Bien entendu, l’anéantissement des insectes a plutôt des conséquences dommageables : ainsi, leurs prédateurs habituels – lézards, grenouilles, oiseaux… – sont aujourd’hui en voie de disparition eux aussi.
Dans L’Heure de la sortie, deuxième long métrage de Sébastien Marnier, en salles depuis le 9 janvier, il n’y a pas de pandémie. Mais il y a des marées noires et des abattoirs. Il y a le changement climatique et une centrale nucléaire. Il y a de la pollution et des animaux perdus dans les rues. Bref, ce thriller postule au titre de film de propagande pour cette obsession sur l’effondrement de notre civilisation. (Ah oui, aussi, c’est le groupe Zombie Zombie qui signe la musique : COMME PAR HASARD).

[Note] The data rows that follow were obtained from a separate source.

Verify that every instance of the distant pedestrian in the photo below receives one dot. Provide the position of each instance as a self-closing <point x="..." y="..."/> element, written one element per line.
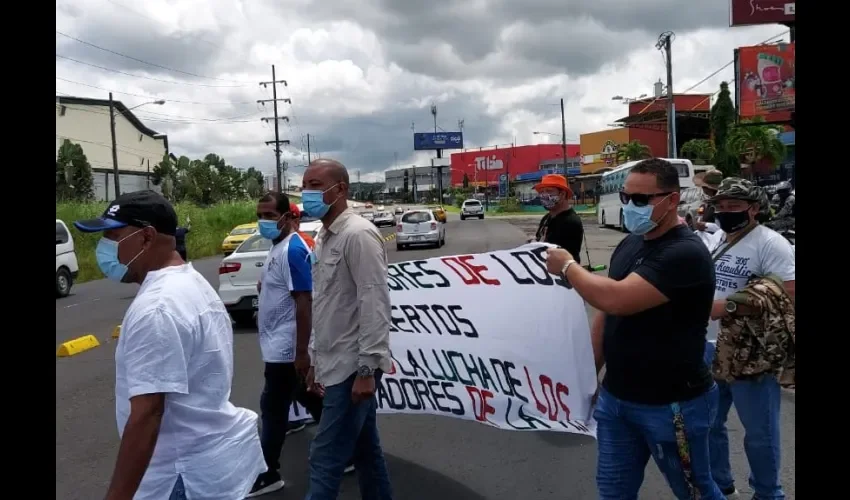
<point x="561" y="225"/>
<point x="351" y="332"/>
<point x="181" y="437"/>
<point x="284" y="319"/>
<point x="657" y="398"/>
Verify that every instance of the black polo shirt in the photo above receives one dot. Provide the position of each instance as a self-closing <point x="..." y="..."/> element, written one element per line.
<point x="564" y="230"/>
<point x="657" y="356"/>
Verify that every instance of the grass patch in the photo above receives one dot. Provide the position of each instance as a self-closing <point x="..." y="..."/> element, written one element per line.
<point x="209" y="227"/>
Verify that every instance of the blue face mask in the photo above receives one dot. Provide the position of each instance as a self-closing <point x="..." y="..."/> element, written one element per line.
<point x="314" y="202"/>
<point x="269" y="229"/>
<point x="106" y="254"/>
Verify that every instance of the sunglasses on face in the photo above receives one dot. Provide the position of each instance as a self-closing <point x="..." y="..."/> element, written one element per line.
<point x="639" y="199"/>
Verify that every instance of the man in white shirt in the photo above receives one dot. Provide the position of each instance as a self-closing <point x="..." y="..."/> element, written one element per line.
<point x="180" y="435"/>
<point x="741" y="249"/>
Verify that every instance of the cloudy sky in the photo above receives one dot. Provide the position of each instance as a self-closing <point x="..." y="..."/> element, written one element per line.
<point x="362" y="74"/>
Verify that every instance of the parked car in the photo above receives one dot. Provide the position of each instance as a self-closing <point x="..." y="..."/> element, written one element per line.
<point x="236" y="236"/>
<point x="419" y="227"/>
<point x="439" y="212"/>
<point x="691" y="204"/>
<point x="384" y="219"/>
<point x="67" y="266"/>
<point x="471" y="208"/>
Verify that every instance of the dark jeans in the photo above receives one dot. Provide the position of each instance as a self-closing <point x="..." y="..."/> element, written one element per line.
<point x="282" y="385"/>
<point x="347" y="429"/>
<point x="628" y="433"/>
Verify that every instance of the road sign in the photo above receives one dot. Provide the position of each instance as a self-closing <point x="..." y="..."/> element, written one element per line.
<point x="427" y="141"/>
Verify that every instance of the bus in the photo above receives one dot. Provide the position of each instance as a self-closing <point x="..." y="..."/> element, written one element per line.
<point x="609" y="212"/>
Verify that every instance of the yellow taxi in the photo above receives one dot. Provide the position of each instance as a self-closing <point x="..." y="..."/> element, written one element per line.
<point x="236" y="236"/>
<point x="439" y="213"/>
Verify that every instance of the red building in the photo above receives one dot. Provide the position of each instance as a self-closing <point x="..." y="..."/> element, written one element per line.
<point x="483" y="167"/>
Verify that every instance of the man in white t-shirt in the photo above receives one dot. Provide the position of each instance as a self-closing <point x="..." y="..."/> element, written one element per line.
<point x="180" y="435"/>
<point x="741" y="249"/>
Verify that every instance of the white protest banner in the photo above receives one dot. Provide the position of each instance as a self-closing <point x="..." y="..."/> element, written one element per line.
<point x="490" y="337"/>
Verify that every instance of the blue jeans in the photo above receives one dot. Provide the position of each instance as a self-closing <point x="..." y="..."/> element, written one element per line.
<point x="179" y="491"/>
<point x="757" y="403"/>
<point x="628" y="433"/>
<point x="347" y="429"/>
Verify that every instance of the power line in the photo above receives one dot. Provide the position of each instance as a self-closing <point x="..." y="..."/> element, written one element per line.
<point x="144" y="77"/>
<point x="202" y="103"/>
<point x="98" y="47"/>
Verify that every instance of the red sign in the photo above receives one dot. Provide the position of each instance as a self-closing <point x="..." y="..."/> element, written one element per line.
<point x="765" y="82"/>
<point x="485" y="166"/>
<point x="747" y="12"/>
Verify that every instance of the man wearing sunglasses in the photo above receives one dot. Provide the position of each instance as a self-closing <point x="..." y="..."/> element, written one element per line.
<point x="658" y="397"/>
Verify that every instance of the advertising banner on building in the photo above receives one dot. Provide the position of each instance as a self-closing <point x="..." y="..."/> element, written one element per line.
<point x="748" y="12"/>
<point x="493" y="338"/>
<point x="764" y="82"/>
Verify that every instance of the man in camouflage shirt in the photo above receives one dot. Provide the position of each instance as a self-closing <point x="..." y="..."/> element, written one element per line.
<point x="743" y="249"/>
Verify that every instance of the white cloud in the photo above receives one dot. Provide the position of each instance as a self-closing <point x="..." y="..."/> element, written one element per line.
<point x="360" y="77"/>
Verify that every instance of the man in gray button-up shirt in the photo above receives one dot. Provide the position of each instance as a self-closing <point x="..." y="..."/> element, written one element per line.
<point x="350" y="348"/>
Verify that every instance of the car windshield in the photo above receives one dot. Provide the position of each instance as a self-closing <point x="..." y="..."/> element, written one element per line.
<point x="242" y="230"/>
<point x="416" y="217"/>
<point x="255" y="243"/>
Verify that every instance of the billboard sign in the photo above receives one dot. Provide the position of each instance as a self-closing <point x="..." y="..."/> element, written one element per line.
<point x="764" y="82"/>
<point x="748" y="12"/>
<point x="503" y="185"/>
<point x="428" y="141"/>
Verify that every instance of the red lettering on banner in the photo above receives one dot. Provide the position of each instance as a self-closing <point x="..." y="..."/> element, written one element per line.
<point x="483" y="408"/>
<point x="552" y="394"/>
<point x="471" y="274"/>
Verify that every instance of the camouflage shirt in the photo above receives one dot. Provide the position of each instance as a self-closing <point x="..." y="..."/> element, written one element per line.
<point x="762" y="343"/>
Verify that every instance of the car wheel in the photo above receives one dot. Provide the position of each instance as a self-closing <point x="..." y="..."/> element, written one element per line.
<point x="243" y="319"/>
<point x="63" y="282"/>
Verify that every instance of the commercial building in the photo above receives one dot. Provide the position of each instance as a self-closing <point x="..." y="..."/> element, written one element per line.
<point x="647" y="124"/>
<point x="86" y="122"/>
<point x="484" y="167"/>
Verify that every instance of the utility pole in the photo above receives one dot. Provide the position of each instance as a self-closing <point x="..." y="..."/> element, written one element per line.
<point x="277" y="142"/>
<point x="115" y="175"/>
<point x="564" y="137"/>
<point x="664" y="43"/>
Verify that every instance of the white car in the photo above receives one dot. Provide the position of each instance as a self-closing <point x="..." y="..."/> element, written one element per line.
<point x="240" y="271"/>
<point x="471" y="208"/>
<point x="66" y="260"/>
<point x="419" y="227"/>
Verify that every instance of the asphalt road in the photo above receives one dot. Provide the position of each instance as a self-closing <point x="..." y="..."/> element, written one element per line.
<point x="429" y="457"/>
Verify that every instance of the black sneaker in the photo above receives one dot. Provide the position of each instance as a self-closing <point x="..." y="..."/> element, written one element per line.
<point x="266" y="482"/>
<point x="295" y="427"/>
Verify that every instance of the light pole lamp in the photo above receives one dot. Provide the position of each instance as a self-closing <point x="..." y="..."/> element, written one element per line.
<point x="115" y="174"/>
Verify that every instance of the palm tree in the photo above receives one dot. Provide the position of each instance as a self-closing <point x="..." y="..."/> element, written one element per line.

Mais si le long métrage est une réussite, ce n’est pas parce qu’il coche des cases, c’est grâce à ses personnages d’adolescents. Six élèves de 3e d’un collège privé, forts en thème et fortes têtes, étranges et tranquillement désagréables, préparent un sale coup, leur prof de français remplaçant en est persuadé. Mais il navigue sans boussole entre parano et désir de protection.
Le temps est lourd, le soleil grésille, les peaux transpirent, il grêle trop fort, la catastrophe est inévitable. Les indices sont à la fois minces et évidents pour qui veut bien les voir. Quand un des ados traîne son air louche et morose dans un bar de nuit, ses profs tentent de danser, de sautiller, en pure perte. Face au cataclysme écologique qu’on leur laisse, les six sont trop lucides, refusent de jouer le(s) jeu(x) de leur âge, ignorent la légèreté. Les adultes, eux, sont trop occupés à prolonger l’existant.
« Que les choses continuent comme avant, voilà la catastrophe », écrivait en 1923 Walter Benjamin.
Bande-annonce :
À lundi (si on tient jusque-là).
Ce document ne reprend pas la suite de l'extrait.